France's opposition leader Nicolas Sarkozy warned Tuesday there was a real risk of the far-right National Front taking power and eclipsing his more moderate party.
"A victory for the National Front (FN) at the national level is no longer hypothetical," he told members of his conservative UMP party.
The FN won the first round of a by-election in the region of Doubs in eastern France at the weekend and now faces a run-off with the Socialist Party on Sunday, putting the UMP in a bind.
It was forced into third place, knocking it out of the running, and once again raising fears that its right-wing agenda has been usurped by the more radical FN.
Sarkozy, who only recently took the reins of the UMP ahead of a possible run for the presidency in 2017, finds himself in an awkward position: should he tell UMP supporters to back their traditional Socialist enemy in order to defeat the rising threat of the FN?
In recent years, the party has side-stepped the question when it came up, telling its supporters to vote for neither.

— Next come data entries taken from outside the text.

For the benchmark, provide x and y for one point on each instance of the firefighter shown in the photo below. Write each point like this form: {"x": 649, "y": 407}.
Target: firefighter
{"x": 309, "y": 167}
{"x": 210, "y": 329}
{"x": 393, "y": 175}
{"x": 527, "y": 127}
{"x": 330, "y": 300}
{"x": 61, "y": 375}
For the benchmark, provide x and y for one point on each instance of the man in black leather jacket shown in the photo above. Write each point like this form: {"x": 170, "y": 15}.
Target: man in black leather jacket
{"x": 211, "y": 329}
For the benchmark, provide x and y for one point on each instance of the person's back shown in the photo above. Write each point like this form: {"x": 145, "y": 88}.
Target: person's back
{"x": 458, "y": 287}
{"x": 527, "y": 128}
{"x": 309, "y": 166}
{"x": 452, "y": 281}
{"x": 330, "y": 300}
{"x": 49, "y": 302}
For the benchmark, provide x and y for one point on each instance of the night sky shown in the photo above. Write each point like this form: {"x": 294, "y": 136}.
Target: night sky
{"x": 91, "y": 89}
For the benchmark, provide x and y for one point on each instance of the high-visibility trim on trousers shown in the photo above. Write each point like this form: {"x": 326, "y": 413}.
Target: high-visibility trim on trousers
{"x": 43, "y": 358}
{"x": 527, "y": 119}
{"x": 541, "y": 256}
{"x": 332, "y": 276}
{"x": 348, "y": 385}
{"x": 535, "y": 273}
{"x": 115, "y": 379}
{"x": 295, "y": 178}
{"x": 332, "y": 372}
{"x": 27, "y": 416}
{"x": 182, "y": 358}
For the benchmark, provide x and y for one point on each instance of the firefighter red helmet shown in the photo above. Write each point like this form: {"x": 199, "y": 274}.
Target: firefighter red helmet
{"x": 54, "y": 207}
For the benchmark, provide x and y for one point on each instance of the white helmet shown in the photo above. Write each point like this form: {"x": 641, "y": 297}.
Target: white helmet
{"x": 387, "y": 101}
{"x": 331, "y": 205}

While former president Sarkozy stressed that "we are not advising people how to vote", he did say the UMP was "asking people to take into account this dimension" that the FN could win power at a national level.
With the FN now riding high in opinion polls, parts of the UMP feel they should in exceptional circumstances throw their weight behind the Socialists to keep out the far-right.
Sarkozy's rival to become the UMP's presidential candidate, Alain Juppe, called for members to vote for their bitter Socialist rivals, saying the FN was now the party's "main political enemy."
Amid the bitter divisions in the UMP, Sarkozy said Sunday's by-election risked "exploding" the party.